SAWAYA and ORFINGER, JJ., concur.

. The ordinance amended the Town's comprehensive plan ("comp plan”), to include the land use restrictions adopted by the electorate in the referendum.

. This statute is part of Florida's "Growth Management Act,” chapter 163, Florida Statutes (2008), a comprehensive scheme governing land use regulation originally adopted as chapter 85-55, Laws of Florida.

. As we understand this argument, an owner who planned to build a ten-acre single-use multifamily residential development (e.g., apartment buildings) could count the development as a "unit” because it involves only one "use.” However, if the owner planned to use the same ten acres to construct a development that combined single-family and multifamily dwellings with restaurants and shops, the owner would have to count each "use” as a separate "unit” of development.

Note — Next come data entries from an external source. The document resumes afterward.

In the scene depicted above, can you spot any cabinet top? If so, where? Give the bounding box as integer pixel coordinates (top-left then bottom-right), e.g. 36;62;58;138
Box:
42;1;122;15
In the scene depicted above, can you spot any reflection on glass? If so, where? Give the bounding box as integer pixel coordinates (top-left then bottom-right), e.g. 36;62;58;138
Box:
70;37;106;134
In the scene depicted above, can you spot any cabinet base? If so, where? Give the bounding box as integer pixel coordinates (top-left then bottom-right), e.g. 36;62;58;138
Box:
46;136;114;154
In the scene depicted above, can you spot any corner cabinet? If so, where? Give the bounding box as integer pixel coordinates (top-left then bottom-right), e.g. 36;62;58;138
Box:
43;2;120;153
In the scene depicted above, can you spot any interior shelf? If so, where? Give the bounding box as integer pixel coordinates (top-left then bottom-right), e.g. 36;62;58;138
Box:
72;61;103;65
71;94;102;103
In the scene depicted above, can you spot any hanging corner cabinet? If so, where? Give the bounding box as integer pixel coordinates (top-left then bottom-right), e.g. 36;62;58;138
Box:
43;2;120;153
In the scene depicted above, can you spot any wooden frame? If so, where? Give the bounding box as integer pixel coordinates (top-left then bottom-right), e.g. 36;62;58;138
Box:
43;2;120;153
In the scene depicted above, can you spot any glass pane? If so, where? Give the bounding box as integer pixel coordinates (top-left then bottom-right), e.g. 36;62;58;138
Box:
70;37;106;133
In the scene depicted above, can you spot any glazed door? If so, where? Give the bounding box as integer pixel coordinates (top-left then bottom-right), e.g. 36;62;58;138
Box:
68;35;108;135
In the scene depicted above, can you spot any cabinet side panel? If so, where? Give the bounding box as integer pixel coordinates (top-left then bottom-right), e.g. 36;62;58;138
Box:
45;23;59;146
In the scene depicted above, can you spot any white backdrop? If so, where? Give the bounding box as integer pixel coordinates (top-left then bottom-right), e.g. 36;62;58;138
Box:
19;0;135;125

. We also note that Pacetta had been working successfully with the Town to secure comprehensive plan amendments that would have fully accommodated its planned mixed-use development, until that effort was thwarted by the citizens' initiative referendum. It would not have made sense for Pacetta to apply for approvals to build a development that it recognized to be inconsistent with elements of the existing comprehensive plan. Additionally, the Town had a building moratorium in effect at the time that would have independently served as a basis for denial of any permits for construction of Pacetta's planned development.

. The uncontroverted evidence established that part of the referendum affected only Pa-cetta’s land and that another section affected only Pacetta’s land and two other parcels.